Le Conseil pour la protection des droits de l ' homme et des libertés dispose que les condamnés qui sont dans un état grave et dont les jours sont comptés doivent être renvoyés chez eux et non pas mourir en prison. J. Né de sang avec [...]
J. Gjakova, né le 2505.1965, condamné pour meurtre grave et en souffrance à la prison de Dubrava à compter du 05.01.2009.
Le Conseil pour la protection des droits de l ' homme et des libertés, en vertu du mandat et de l ' accord conclu avec le Ministère de la justice, surveille les centres de préélection et de correction du Kosovo, et visite les citoyens kosovars privés de liberté en Albanie et dans le nord de la Macédoine.
M. J. P., des observateurs de la KMDLNj lui ont rendu visite à plusieurs reprises, même à l'invitation du condamné J. De même, à la demande des responsables du Service correspondant du Kosovo et du Service hospitalier des prisons, pour le fait qu'il y a eu une situation de santé extrêmement grave qui s'est terminée par la mort.
KMDLNY dans un communiqué de presse, dit le plus grand temps condamné, maintenant feu J. P l'a transmis à l'unité hospitalière de la prison de Dubrava et, à plusieurs reprises, a été envoyé pour traitement à KKUK à Pristina, ainsi qu'à l'hôpital régional de Pec.
Le Conseil pour la protection des droits de l'homme et des libertés a demandé plus tôt que les condamnés qui sont diagnostiqués atteints d'une maladie non endommagée et qui ont un nombre de jours ou de semaines soient renvoyés chez eux et ne meurent pas dans des prisons”, souligne le KMDLNI.
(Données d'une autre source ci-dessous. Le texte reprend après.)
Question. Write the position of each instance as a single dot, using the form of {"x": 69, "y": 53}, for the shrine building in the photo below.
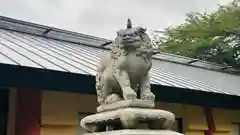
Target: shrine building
{"x": 47, "y": 84}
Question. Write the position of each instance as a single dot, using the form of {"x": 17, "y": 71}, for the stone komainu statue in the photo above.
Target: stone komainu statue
{"x": 125, "y": 73}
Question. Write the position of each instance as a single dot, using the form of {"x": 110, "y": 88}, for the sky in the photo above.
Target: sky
{"x": 103, "y": 17}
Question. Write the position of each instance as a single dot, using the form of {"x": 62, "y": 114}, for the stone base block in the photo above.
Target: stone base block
{"x": 138, "y": 103}
{"x": 129, "y": 118}
{"x": 136, "y": 132}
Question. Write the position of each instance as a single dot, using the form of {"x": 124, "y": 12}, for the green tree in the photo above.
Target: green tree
{"x": 212, "y": 36}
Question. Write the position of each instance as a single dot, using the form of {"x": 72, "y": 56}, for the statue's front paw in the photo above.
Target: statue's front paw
{"x": 148, "y": 96}
{"x": 129, "y": 94}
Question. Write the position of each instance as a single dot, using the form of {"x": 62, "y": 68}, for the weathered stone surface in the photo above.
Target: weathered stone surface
{"x": 126, "y": 71}
{"x": 124, "y": 92}
{"x": 138, "y": 103}
{"x": 129, "y": 118}
{"x": 136, "y": 132}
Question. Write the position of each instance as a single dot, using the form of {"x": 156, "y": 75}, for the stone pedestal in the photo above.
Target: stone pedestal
{"x": 126, "y": 117}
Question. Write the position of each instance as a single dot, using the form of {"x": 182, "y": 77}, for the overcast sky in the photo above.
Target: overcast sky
{"x": 103, "y": 17}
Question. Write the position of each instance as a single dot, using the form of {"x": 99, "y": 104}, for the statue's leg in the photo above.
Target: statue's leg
{"x": 124, "y": 82}
{"x": 145, "y": 89}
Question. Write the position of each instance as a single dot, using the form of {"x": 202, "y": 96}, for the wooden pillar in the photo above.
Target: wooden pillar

En ce qui concerne les cas de décès, de privation de liberté et de maladies incurables, le KMDLNj n'a pas tenu le Service pénitentiaire hospitalier responsable, ni le Service de réadaptation du Kosovo, mais s'adresse aux institutions qui manquent gravement d'humanité en ne permettant pas aux condamnés de mourir à domicile et près de leur famille.
Pendant les deux derniers décès de condamnés (en 30 jours), tous ont su que le décès était une question de jours ou d'heures. Pourquoi devraient-ils mourir en prison ? Faire des nouvelles et accuser le Département des prisons et du Service de correction du Kosovo? À un moment où la responsabilité est ailleurs”, KMDLNj souligne.